Major Rohrscheidt, der deutsche Verbindungsoffizier in Marburg, ist hier. Er war in Mezières, wurde aber - vom deutschen Nachrichtenchef abberufen - von Falkenhayn wieder zurückkommandiert. Wie ich höre, hat ihn Conrad tüchtig eingeseift. Ich auch! Solange es am Isonzo weitergeht, ist das ja nicht schwer.

Von der russischen Front höre ich, dass die Russen etwas bei Wilna planen. Umso besser für uns! Die Deutschen haben übrigens anscheinend das Alpenkorps schon à portée gestellt.

Mit den Bulgaren andauernd ernste Schwierigkeiten. Nur aufpassen, dass da kein Unsinn geschieht, denn zu großen Entscheidungen auf dem Balkan haben wir nicht mehr die Kraft.

In der Frage der türkischen Division ist eine „neueste“ Wendung eingetreten. Man will sie uns nun um jeden Preis anhängen; Enver würde es politisch sehr unangenehm empfinden, wenn sie nicht kämen, da die Entente mit ihrem Auftreten auf europäischem Kriegsschauplatz rechnen und im Unterbleiben des Transportes eine Wirkung der russischen Offensive sehen würden.

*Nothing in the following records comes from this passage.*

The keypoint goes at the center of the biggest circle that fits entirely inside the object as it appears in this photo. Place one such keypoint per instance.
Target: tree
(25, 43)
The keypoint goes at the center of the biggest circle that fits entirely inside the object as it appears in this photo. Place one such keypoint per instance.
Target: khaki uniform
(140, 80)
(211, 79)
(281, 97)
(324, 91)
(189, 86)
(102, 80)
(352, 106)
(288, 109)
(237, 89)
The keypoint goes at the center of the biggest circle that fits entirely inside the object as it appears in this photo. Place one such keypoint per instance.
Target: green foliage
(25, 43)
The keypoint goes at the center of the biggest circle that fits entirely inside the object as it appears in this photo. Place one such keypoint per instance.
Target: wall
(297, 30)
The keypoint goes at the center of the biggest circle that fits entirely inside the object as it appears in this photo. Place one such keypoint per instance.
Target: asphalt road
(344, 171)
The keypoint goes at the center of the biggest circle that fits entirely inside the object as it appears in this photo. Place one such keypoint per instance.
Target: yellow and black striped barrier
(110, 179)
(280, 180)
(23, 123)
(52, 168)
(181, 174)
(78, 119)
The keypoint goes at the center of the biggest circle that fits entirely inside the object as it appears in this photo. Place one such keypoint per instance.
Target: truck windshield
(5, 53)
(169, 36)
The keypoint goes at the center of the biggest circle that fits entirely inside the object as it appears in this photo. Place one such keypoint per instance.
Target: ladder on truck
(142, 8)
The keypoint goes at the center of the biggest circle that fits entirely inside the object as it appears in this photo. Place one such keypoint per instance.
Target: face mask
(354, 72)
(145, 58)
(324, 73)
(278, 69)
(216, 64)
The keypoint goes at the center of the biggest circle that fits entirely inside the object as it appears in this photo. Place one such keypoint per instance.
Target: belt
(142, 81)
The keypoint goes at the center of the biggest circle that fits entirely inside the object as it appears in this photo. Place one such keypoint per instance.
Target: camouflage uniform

Auch General Bronsart ist unangenehm berührt. Und sogar 2 Divisionen, nicht nur eine sollen wir bekommen.... Da steckt etwas dahinter. Entweder braucht Falkenhayn die Türken, um weitere Kräfte aus der russischen Front herauszuziehen, oder er will uns durch sie politisch im Schach halten. Übrigens wurde der Türken Transport in der Türkei angeblich bereits als Rettung der Monarchie empfunden....

Noch vor dem Schlafengehen ergänzende Nachrichten über den Feind, die erkennen lassen, dass er nun etwas gemerkt hat und dass Umgruppierungen im Zuge sind. Gefangene sagten aus, nun solle Tirol Hauptkriegsschauplatz werden; andere sprechen von einer Verschiebung stärkerer Kräfte gegen Kärnten. Morgen wird das verarbeitet werden; denke schon daran, die vorbereiteten Demonstrationen (bei 10. und durch scharfe Befehle auch bei 5. Armee, dann Flieger und soweit möglich Marine) für den nächsten günstigen Zeitpunkt anzuordnen. Morgige Mittagsmeldung dürfte volle Klarheit über Charakter der Kämpfe am Isonzo bringen.